長期記憶形成にはタンパク質合成が必要であることが知られていたものの、両者をつなぐ分子メカニズムはこれまで明確に示されていませんでした。本研究は、RNA顆粒の構成因子であるRNG105が長期記憶の形成に不可欠であることを明らかにしました。さらに、その基盤となる分子メカニズムとして、RNG105は樹状突起への特定の伝令RNAの局在化を制御し、AMPA受容体の樹状突起における表面提示制御に関与することを示しました。

 

記憶は生物の生存や精神活動の基盤となる脳機能です。記憶の障害は様々な精神神経疾患とも関連しています。また、RNA顆粒の構成因子には、筋委縮性側索硬化症(ALS)等の神経変性疾患の他、精神遅滞症、自閉症スペクトラム(ASD)などの原因因子が数多く含まれています。RNG105の変異も、ASD様の行動を引き起こす原因の一つです。
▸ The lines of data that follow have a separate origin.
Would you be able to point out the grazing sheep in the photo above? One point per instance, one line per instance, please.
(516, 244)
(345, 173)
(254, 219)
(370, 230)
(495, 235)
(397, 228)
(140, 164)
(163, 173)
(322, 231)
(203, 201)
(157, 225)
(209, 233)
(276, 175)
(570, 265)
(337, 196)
したがって、RNG105およびRNG105が樹状突起へ輸送する伝令RNA群は臨床的なマーカーや創薬のターゲットとなりうる可能性を有しており、本研究の成果は、記憶形成の分子メカニズムのさらなる解明に加え、臨床・創薬分野において役立つことが期待されます。

 

【用語説明】

*1AMPA受容体:興奮性神経伝達物質であるグルタミン酸の受容体の一種。中枢神経系のシナプス興奮伝達は主にこの受容体が担い、学習・記憶に必須の役割を果たしている。